Rugged Rover
The Rugged Rover is my real-world ROS 2 autonomy platform based on the Lynxmotion A4WD3 chassis. It is the system I use to explore mobile robotics beyond the comfortable parts of simulation: motor control, wheel odometry, lidar alignment, IMU integration, power delivery, USB bandwidth, network stability, and navigation tuning.

Current Stack
- Compute: Raspberry Pi 5 running Ubuntu Server 24.04 and ROS 2 Jazzy
- Motor control: Teensy 4.1 firmware with micro-ROS
- Driver: Sabertooth motor controller
- Odometry: Quadrature encoder feedback through
ros2_control - Lidar: RPLIDAR S2
- Depth camera: Intel RealSense D435
- IMU: SparkFun Razor IMU
- Navigation: SLAM Toolbox and Nav2
- Simulation: Unity with ROS TCP Connector
- Diagnostics: Battery voltage monitoring and platform debug topics
What Is Working
- Real robot bringup with ROS 2 Jazzy
- Teensy to Raspberry Pi UART micro-ROS transport
- Encoder feedback and differential drive control
- Battery voltage monitoring and critical battery guard paths
- RPLIDAR S2 bringup and SLAM Toolbox mapping
- Nav2 navigation in the real test environment
- Unity simulation launch path for testing and fault injection
- Raspberry Pi bootstrap script for repeatable setup
Problems Solved So Far
This project has been a useful reminder that robotics progress often looks like debugging five unrelated systems that are all failing at once.

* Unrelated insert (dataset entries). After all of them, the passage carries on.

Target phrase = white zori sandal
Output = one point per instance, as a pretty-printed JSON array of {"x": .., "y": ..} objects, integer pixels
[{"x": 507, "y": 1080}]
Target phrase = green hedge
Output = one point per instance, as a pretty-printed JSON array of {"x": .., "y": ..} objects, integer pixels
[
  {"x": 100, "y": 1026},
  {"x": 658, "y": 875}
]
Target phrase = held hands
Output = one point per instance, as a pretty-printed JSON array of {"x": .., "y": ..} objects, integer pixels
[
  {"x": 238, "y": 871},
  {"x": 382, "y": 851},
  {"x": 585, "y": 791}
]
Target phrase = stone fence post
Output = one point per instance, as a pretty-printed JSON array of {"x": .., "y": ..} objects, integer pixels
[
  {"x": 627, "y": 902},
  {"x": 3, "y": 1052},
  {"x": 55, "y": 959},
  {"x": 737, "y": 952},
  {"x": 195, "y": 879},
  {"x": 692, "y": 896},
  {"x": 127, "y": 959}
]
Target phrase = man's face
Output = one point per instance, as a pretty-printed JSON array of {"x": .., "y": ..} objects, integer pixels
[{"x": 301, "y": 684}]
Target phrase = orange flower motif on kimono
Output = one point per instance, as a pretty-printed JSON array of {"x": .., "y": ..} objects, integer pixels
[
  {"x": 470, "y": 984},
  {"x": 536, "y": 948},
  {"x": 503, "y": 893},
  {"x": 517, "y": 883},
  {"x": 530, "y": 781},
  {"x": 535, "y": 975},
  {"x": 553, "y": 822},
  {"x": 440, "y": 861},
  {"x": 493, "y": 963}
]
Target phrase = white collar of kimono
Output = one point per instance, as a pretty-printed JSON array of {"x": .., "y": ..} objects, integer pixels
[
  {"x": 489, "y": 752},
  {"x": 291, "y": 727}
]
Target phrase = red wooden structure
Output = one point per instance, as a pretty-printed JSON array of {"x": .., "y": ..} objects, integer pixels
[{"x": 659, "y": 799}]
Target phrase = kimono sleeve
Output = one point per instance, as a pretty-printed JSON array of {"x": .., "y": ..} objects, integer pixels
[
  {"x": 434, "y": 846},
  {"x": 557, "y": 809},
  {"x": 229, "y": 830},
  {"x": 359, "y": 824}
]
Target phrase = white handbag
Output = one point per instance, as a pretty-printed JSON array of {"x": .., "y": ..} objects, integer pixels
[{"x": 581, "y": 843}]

Some of the more interesting fixes:
- Reworked motor firmware reconnect handling so the Teensy can recover when the micro-ROS agent restarts.
- Corrected motor gearbox assumptions after measuring encoder counts directly.
- Tuned effective wheel separation for skid-steer odometry rather than relying only on physical wheel spacing.
- Added battery voltage diagnostics and safety behavior.
- Moved the rover computer to a Raspberry Pi 5 for more CPU headroom.
- Tracked down USB power and bandwidth problems between the RPLIDAR, RealSense camera, and onboard computer.
- Tuned SLAM without loop closure first, then brought loop closure back once odometry was stable enough.
- Added ROS 2 linting, formatting, and bootstrap documentation so the repo is easier to reproduce.
Direction
The immediate goal is to finish this rover as a reliable baseline platform. After that, I want to build a second rover and start experimenting with multi-robot work: shared mapping, coordinated exploration, and eventually robot teaming.